If your cloudy pool smells of overwhelming chlorine, there may be less free chlorine than there should be and the water is not sanitized. Chlorine pool treatments have more than one type of chlorine that works in tandem to kill microorganisms. If they are out of balance, the water will not be sanitized or clear.
You can use a chlorine test strip to identify if the free chlorine is too low (ideal is 3 ppm). If so, the pool will need shock treatment. For homeowners who use a saltwater chlorine generator, the same applies. Stop the generator while applying manual shock treatment to rebalance the pool before it begins to grow algae.
There may be a problem with the water filter.
Pool filters help prevent debris and particles from lingering in a swimming pool. Filters should run at least 8 hours a day to keep water flowing to collect dirt and debris. If the pool has bottom drains, turn them on to remove any sediment while the filter is operating. Sometimes these filters or valves can clog or wear out. Try removing the filter and cleaning it, then backwashing it until it is clear. Replace filters at least twice a year to keep swimming pools clean and cool.
Minute amounts of algae can make swimming pool water cloudy.
Algae is an unwelcome sight for any pool owner.
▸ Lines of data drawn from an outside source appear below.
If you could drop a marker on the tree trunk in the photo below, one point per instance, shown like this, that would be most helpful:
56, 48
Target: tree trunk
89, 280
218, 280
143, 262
Algae occur naturally and are found in plant and soil debris. If you catch algae early in its growth, it is possible to eliminate it before it becomes a significant problem. Green algae photosynthesize quickly, especially on sunny days.
Sometimes chlorine treatments can’t keep up, and an algaecide or pool clarifier can target growing algae, although too much can cause foam or copper to build up in the water. Be aware that an algaecide is only effective before a large algae blooms and may not work on black algae. In these cases, call a local pool service professional.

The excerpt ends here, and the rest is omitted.